GOLDSTEIN: The first students in the program have already graduated. They're making payments, seems to be going well. But really, it is too early to say how this is going to work. You know, will students like Lauren feel good about it in the end? Will the people who put money into the program get their money back? How profitable will it be? Will it be the kind of thing that draws in big-money private investors, or is it going to remain this kind of semi-philanthropic, niche thing?
GOLDSTEIN: But for sure, income-share agreements are a thing now. They're popular with vocational schools like those coding boot camps. Colleges all over the country in Utah, Colorado, Pennsylvania and New York are all launching their own income-share agreement programs.
(SOUNDBITE OF BRYAN JAMES SAMMIS, OLEN MATTHEW KITTELSEN AND SAMUEL GRANT BERESFORD'S "ABC")
GOLDSTEIN: You can communicate with us via email or social media. We're on your standard suite of social media @planetmoney. Our email is firstname.lastname@example.org.
BRYANT URSTADT, BYLINE: I am just, like - I am like a marionette that is propped up by, like, all these different people here. And it's just the craziest feeling.

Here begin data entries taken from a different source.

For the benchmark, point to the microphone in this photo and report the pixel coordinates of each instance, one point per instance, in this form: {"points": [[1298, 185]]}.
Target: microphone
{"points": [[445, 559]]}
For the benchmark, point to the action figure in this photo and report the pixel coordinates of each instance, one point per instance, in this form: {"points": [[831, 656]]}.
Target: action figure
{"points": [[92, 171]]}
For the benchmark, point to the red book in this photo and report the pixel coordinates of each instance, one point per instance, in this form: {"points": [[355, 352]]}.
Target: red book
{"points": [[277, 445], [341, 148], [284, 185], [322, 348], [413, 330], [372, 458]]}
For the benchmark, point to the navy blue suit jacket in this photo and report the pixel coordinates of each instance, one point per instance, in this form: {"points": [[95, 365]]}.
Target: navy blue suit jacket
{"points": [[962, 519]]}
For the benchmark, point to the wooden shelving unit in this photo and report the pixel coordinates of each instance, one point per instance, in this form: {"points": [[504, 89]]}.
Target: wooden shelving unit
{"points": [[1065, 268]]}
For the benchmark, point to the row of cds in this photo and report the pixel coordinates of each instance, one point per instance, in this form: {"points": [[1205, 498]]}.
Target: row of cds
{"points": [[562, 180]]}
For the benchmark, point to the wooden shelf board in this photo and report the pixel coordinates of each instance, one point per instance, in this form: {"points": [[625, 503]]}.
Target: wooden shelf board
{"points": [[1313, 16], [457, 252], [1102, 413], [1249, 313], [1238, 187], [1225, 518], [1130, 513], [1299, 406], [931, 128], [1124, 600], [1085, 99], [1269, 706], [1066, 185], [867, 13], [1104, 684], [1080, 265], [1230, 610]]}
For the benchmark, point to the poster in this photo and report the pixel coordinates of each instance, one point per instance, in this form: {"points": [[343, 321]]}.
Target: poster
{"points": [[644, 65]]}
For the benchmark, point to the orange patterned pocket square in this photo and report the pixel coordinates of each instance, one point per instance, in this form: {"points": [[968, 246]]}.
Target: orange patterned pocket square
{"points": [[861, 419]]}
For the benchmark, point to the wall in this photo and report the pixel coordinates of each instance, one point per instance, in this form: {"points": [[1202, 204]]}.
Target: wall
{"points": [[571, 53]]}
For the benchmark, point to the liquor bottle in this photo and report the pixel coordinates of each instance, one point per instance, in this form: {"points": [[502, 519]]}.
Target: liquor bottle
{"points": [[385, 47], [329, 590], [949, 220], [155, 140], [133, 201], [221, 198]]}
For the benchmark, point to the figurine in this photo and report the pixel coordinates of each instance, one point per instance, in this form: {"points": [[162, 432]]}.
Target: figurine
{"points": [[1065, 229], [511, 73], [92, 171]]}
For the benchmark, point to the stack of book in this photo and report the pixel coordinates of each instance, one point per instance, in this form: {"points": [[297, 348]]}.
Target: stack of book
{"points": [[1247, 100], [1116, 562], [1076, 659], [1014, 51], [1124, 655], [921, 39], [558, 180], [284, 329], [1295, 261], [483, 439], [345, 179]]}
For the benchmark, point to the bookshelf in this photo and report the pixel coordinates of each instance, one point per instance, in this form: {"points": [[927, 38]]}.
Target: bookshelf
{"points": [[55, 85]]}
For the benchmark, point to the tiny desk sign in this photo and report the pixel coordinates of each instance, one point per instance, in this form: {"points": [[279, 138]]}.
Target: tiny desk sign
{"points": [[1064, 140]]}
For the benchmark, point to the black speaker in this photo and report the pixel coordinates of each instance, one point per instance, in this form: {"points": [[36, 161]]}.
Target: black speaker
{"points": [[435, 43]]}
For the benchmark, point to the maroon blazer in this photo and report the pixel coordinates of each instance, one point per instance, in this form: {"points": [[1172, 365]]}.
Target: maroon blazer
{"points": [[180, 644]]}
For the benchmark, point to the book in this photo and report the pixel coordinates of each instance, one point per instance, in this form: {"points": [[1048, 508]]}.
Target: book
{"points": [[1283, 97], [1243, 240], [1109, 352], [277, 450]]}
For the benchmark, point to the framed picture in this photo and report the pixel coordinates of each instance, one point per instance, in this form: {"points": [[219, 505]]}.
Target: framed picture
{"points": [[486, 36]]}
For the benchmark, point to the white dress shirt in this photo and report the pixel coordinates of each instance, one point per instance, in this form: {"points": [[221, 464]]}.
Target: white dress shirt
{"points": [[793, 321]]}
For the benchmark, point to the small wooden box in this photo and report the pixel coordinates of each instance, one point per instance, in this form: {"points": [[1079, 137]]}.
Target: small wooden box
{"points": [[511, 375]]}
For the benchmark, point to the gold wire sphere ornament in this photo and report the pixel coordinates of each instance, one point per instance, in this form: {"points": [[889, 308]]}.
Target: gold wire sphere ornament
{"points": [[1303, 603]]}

MALONE: That is Bryant Urstadt, PLANET MONEY's editor. The show was produced by Darian Woods. Our supervising producer is Alex Goldmark.

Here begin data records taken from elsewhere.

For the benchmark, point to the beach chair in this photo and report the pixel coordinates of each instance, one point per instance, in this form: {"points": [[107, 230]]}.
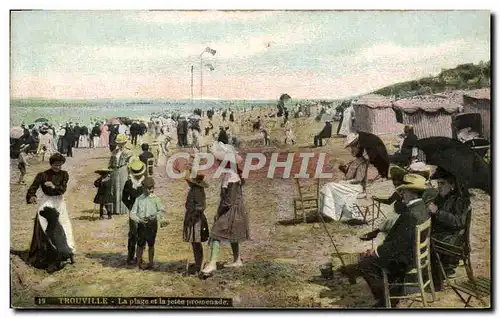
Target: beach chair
{"points": [[468, 286], [422, 265], [307, 201]]}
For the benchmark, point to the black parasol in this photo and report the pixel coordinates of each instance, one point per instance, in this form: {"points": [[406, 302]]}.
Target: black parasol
{"points": [[377, 152], [472, 120], [42, 120], [470, 170], [285, 97]]}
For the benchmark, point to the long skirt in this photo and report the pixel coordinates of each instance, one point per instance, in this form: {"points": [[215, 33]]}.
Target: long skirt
{"points": [[55, 142], [346, 125], [41, 247], [337, 199], [118, 179], [104, 140], [231, 222], [195, 232], [196, 139]]}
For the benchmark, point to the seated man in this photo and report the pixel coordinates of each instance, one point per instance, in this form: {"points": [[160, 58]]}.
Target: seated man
{"points": [[338, 198], [449, 213], [396, 253], [396, 174], [467, 134], [145, 155], [326, 132]]}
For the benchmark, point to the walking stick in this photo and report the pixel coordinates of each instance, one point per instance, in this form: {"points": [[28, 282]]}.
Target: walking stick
{"points": [[331, 239]]}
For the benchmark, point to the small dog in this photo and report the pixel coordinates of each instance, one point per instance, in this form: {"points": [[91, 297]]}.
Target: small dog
{"points": [[60, 251]]}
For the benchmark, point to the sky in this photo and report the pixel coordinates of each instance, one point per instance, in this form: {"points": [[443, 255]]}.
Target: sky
{"points": [[259, 54]]}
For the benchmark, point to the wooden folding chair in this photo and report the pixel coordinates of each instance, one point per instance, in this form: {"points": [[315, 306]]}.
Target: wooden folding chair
{"points": [[108, 206], [473, 287], [306, 202], [422, 264]]}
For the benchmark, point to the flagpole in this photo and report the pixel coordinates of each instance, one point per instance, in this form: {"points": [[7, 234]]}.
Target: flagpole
{"points": [[201, 75]]}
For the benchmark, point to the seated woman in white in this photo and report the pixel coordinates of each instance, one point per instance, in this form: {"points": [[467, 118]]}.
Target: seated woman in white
{"points": [[341, 196]]}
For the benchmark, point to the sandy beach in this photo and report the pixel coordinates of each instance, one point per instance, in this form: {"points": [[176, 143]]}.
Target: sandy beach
{"points": [[281, 261]]}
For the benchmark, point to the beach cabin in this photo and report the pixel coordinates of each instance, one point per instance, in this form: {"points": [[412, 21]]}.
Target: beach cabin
{"points": [[429, 115], [374, 114], [479, 101]]}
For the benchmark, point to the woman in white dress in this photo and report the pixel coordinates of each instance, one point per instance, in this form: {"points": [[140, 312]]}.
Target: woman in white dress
{"points": [[347, 119], [118, 163], [338, 198]]}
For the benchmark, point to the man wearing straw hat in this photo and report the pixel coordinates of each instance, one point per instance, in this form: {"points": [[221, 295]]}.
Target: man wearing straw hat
{"points": [[132, 190], [118, 162], [231, 222], [338, 198], [396, 253]]}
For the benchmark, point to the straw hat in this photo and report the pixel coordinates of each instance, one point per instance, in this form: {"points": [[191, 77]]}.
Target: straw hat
{"points": [[396, 172], [137, 168], [121, 139], [351, 139], [421, 169], [148, 183], [413, 182], [198, 180], [23, 146], [441, 173], [103, 171]]}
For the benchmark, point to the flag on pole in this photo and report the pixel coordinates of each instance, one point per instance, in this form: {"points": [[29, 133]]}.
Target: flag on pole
{"points": [[210, 66], [211, 51]]}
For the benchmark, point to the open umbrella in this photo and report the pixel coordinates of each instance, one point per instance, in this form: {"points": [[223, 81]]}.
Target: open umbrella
{"points": [[16, 132], [42, 120], [377, 152], [285, 97], [470, 170], [113, 121]]}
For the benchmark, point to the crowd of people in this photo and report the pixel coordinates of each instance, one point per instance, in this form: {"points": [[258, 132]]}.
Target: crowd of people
{"points": [[126, 186]]}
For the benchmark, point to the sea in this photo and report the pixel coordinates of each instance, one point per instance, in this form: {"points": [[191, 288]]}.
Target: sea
{"points": [[27, 111]]}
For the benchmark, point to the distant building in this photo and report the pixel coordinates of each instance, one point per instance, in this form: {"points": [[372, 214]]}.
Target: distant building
{"points": [[479, 101], [374, 114], [429, 115]]}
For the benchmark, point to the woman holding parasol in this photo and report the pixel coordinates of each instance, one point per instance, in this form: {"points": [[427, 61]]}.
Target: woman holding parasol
{"points": [[338, 198], [52, 241], [231, 222], [449, 214]]}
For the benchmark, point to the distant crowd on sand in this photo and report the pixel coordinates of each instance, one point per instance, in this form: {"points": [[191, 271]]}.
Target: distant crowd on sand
{"points": [[126, 186]]}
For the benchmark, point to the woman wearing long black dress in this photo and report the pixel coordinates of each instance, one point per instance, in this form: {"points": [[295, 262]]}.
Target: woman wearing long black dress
{"points": [[231, 222], [52, 241]]}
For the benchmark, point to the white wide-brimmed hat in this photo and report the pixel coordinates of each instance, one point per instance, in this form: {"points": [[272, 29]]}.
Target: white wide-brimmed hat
{"points": [[351, 139], [222, 152]]}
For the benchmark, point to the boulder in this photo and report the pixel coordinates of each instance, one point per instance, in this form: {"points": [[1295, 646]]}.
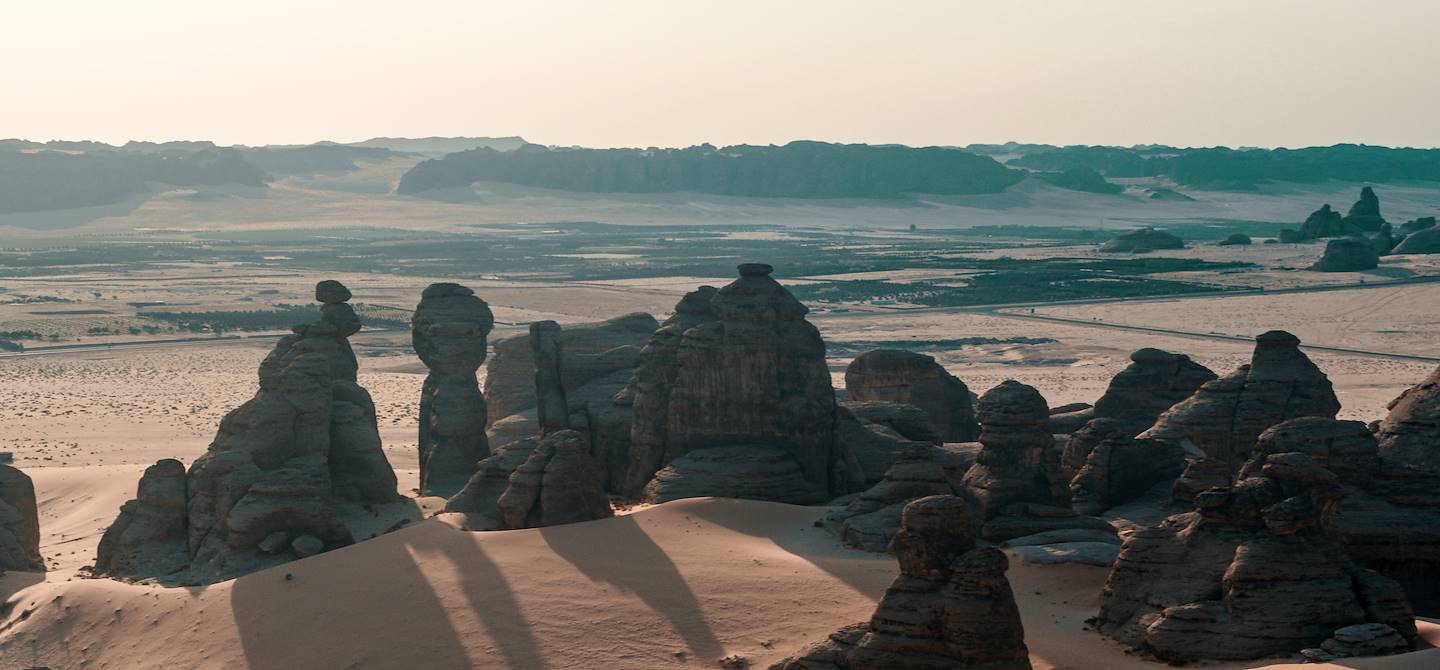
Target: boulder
{"points": [[19, 522], [893, 375], [1347, 255], [448, 332], [951, 607], [1018, 461], [1253, 571], [736, 366], [1224, 417], [1142, 241]]}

GOLDSTEIN: Thanks to Tonio DeSorrento of Vemo Education and Julie Margetta Morgan of the Roosevelt Institute. PLANET MONEY videos are a thing in the world. They're fun, they're short, and you can see them at npr.org/planetmoneyshorts.
MALONE: I'm Kenny Malone.
GOLDSTEIN: And I'm Jacob Goldstein. Thanks for listening.
(SOUNDBITE OF BRYAN JAMES SAMMIS, OLEN MATTHEW KITTELSEN AND SAMUEL GRANT BERESFORD'S "ABC")
NEUWIRTH: Like, my first summer, I did production. And then my second summer, I did quality.
GOLDSTEIN: Does that mean you were, like, tasting the chocolate?
NEUWIRTH: Oh, yeah. There was always lots of tasting.
MALONE: Have you ever seen "I Love Lucy"?
NEUWIRTH: Yes. And I know exactly what you're talking about because that's literally what I did in production.